I think I have the same problem. Hardware: HP dv9000 laptop, dv9000 GH769EA according to bios and dv9398eu according to hp update utility, bios F.38, AMD64x2 Turion, nvidia graphics, nforce MCP51 chipset The computer freezes almost every time it boots. I use ubuntu 7.04 with linux-image-2.6.20-16-generic package. I have also tried linux-image-2.6.22-9-generic package which results in same problem. If the computer boots (maybe 1 of 100) and comes to kde-login then it works without any problem. So its is probably some problem during the boot, I will explain later during which steps the computer freezes. Sometimes I get the following error message on the console just before the crash: error receiving uevent message: No buffer space available I can make the computer boot if 'noapic' or 'acpi=off' or 'acpi=noirq' kernel option is used, but then it has other problems: The noapic option makes the ehci-hcd driver work very strange. It takes a lot of cpu and receives a lot of interrupts. After a while it crashes unless the irqpoll option is specifed. The acpi=off or acpi=noirq make the computer boot too, but now the bcm43xx gives an error message when it tries to allocate irq 0! and the Xorg nvidia driver fails and gives an error message about level-triggered irq, but nothing freezes. I have tried to boot the computer with the init=/bin/bash optins and striped down the initrd to contain only thermal, processor, fan, fbcon, tileblit, font, bitblit, softcursor, vesafb, cfbcopyarea, cfbimgblt, cfbfillrect, capability, commoncap, sd_mod, ext3, jbd, mbcache, sata_nv, libata, scsi_mod. sd_mod, ext3, jbd, mbcache, sata_nv, libata, scsi_mod is necesary for boot and the rest can't be disabled by ubuntu. Now the computer starts bash and everything works fine until: * I run hwclock or udev, then the computer crashes most of the times. * I run dmesg or any other program that produces a lot of output to the console while the ehci or ohci modules are loaded. The computer then freezes. This behavior disappears if the pci=nomsi options is added, but if udev is started (and doesn't crash) the computer becomes very sensitive to console output again. Right now I am running the computer with noapic option and disable the ehci-hcd module. But I want to make use of the full performance of the computer. I heard that there is a bug in the hp bios. I asked the people in the hp linux forum. I got the answer "Using Linux certified hardware avoids these issues.".

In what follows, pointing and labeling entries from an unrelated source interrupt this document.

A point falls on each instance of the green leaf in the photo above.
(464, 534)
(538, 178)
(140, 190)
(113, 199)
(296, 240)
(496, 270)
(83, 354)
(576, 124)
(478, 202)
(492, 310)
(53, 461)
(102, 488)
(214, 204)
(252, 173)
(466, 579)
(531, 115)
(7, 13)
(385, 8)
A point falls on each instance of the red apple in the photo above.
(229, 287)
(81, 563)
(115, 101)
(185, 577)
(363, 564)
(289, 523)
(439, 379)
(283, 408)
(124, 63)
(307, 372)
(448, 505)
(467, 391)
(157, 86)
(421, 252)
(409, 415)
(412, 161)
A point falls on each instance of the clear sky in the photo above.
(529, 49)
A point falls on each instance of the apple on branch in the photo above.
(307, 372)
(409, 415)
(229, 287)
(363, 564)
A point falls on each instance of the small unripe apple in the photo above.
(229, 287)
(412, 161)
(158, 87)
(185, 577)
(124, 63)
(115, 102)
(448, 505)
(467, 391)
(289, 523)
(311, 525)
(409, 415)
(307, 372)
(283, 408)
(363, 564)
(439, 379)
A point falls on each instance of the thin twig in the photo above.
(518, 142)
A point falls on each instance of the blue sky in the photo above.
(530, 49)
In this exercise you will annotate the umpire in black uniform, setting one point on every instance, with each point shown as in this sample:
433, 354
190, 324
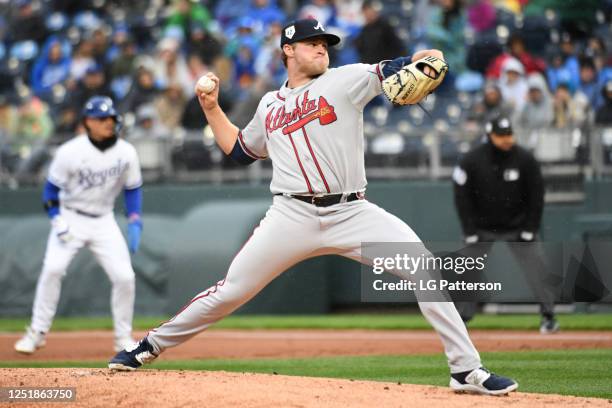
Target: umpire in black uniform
499, 196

What is the last console message when it freezes?
The last console message is most of the times "* Loading hardware drivers...". It is printed from /etc/rcS.d/S10udev just before /sbin/udevtrigger is run. And sometimes the last console message is "* Setting up consolefont and keymap... [OK]". This is printed from /etc/rcS.d/S49console-setup and is the last message before S50hwclock is run. A few times the last console message is random, but I believe this is because a lot of output to the console also makes the computer freeze as I described above. I forgot to mention that running hwclock works as long as no other modules (only the ones listed above) are loaded.
The problem with udevtrigger and hwclock disappears if I compile a kernel without RTC support. The console problem is still there w or w/o RTC.
I want to reopen this bug because I still consider it as a problem. I can also open a new thread if that is better.